Durante vários trimestres consecutivos a narrativa do emprego era fácil de contar. A taxa de desemprego explodia, acompanhada por um ritmo de destruição de postos de trabalho muito mais rápido do que o Governo e a troika tinham antecipado. No entanto, nos últimos dois trimestres, os números do emprego revelaram-se mais complexos, contando duas histórias quase antagónicas: uma em cadeia e outra homóloga. A primeira convence-nos que se iniciou um ciclo de inversão do mercado de trabalho; a segunda aponta para um cenário muito negativo, com emigrantes e desencorajados a desempenharem um papel decisivo no mercado de trabalho. Segue a explicação de ambas.
Fonte: INE
Se for Pedro Mota Soares, as variações face ao trimestre anterior são o que lhe interessa, e claro que estes números são sinais de “esperança e confiança”. O número de empregados aumentou e o número de desempregados caiu em comparação com o trimestre anterior. Os jovens foram a faixa etária que mais cresceu e o turismo parece ser o sector que mais contribuiu para a criação de emprego (alojamento e restauração). Factores extraordinários como a sazonalidade do trimestre ou a emigração dificilmente são a explicação. Em relação ao primeiro, historicamente os efeitos positivos dos empregos de Verão não se sentem no terceiro trimestre, mas sim no segundo. Mais: o número de empregados a tempo parcial caiu, bem como os postos de trabalho com salários inferiores a 310 euros e o subemprego (trabalhadores em part-time que gostariam de estar a tempo inteiro). Quanto ao segundo, a população activa estagnou e a população inactiva teve uma ligeira quebra, resultando numa pequena diminuição da população total que, num contexto de envelhecimento, não deixa muito espaço para a justificação migratória.
Só boas notícias, não é? Bom, não é bem assim…
Fonte: INE
Se for deputado da oposição ou uma central sindical, obviamente que estes números são “um embuste”. A comparação homóloga é o que importa analisar, qualquer académico lhe vai dizer. E olhando para o mesmo trimestre de 2012, a história é, de facto, totalmente diferente. A queda do número de desempregados também ocorre, mas é acompanhada por uma contracção da população empregada. Para onde foram estas pessoas? A reacção mais imediata é procurá-las na inactividade, mas a verdade é que a população inactiva apenas explica um quarto da queda do emprego e desemprego. Mais uma vez, afinal para onde foram as pessoas? Dito de forma simples, desapareceram. Isto é, morreram ou saíram do país. Basta olhar para a descida na população total. A emigração parece ser o factor mais relevante, uma vez que as quebras populacionais coincidem com o aprofundamento da austeridade e aproximam-se dos números de saídas do País em 2012.
Mas esta comparação homóloga traz mais motivos de preocupação.
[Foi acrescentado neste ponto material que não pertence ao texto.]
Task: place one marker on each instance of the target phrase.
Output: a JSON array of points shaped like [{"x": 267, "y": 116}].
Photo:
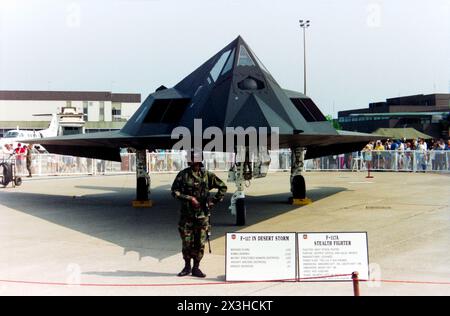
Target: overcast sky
[{"x": 358, "y": 51}]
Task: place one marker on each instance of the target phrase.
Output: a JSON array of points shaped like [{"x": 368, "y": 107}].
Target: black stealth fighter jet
[{"x": 231, "y": 89}]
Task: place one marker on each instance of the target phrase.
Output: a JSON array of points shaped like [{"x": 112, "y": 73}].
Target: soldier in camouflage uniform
[{"x": 191, "y": 187}]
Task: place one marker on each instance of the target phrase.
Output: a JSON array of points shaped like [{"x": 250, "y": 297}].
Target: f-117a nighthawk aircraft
[{"x": 231, "y": 89}]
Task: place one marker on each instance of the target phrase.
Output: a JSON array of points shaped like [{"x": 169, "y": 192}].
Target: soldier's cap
[{"x": 196, "y": 156}]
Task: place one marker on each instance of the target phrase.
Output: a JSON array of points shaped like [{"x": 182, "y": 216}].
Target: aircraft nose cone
[{"x": 248, "y": 84}]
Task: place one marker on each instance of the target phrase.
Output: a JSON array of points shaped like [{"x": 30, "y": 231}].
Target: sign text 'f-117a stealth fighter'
[{"x": 231, "y": 103}]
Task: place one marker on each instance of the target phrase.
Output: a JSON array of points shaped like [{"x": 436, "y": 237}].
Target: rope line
[{"x": 216, "y": 283}]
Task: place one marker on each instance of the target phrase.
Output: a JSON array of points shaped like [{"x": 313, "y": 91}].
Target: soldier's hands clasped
[{"x": 195, "y": 203}]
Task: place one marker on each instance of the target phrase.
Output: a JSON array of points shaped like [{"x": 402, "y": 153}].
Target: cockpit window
[{"x": 12, "y": 134}]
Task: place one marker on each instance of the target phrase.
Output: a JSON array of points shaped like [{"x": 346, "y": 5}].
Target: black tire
[
  {"x": 241, "y": 212},
  {"x": 298, "y": 187}
]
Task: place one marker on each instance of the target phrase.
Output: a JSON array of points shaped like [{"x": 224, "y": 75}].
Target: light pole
[{"x": 304, "y": 25}]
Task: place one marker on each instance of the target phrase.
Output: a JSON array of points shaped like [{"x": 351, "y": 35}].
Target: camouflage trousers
[{"x": 193, "y": 233}]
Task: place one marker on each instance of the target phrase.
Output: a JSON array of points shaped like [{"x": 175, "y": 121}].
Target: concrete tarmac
[{"x": 83, "y": 230}]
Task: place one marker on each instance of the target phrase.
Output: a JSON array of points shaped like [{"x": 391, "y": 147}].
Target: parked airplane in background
[
  {"x": 13, "y": 137},
  {"x": 232, "y": 89}
]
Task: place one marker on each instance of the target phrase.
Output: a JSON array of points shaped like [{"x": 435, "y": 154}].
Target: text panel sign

Os jovens activos e empregados registam quedas significativas. Os contratos sem termo caem, assim como o número de empregados a tempo completo (verdade seja dita, também a tempo parcial) e há hoje muito mais subempregados do que há um ano. Contudo, provavelmente o dado mais preocupante é a evolução dos desencorajados. Os inactivos disponíveis para trabalhar, mas que não procuraram emprego aumentou 23% num só ano, superando já os 300 mil. Um sinal que muitas das pessoas que ficaram desempregadas estão, não só a emigrar, como desistir, alienando-se sendo alienadas do mercado de trabalho. A este respeito, é importante olhar para o crescimento dos desempregados de muito longa duração.
Quem tem então razão? Os que cantaram vitória com duas descidas consecutivas do desemprego apesar de não saberem exactamente como elas aconteceram ou os que desdenharam os dados do INE apontando aos gritos para a emigração. Todos e nenhum. É difícil argumentar que uma descida da taxa de desemprego não é uma evolução positiva, mas também é verdade que ela ocorre em paralelo com um fenómeno de “exportação de desempregados” e das maiores quebras de sempre da mão-de-obra disponível. Os próximos dois trimestres, tendencialmente com menos ruído, serão mais reveladores.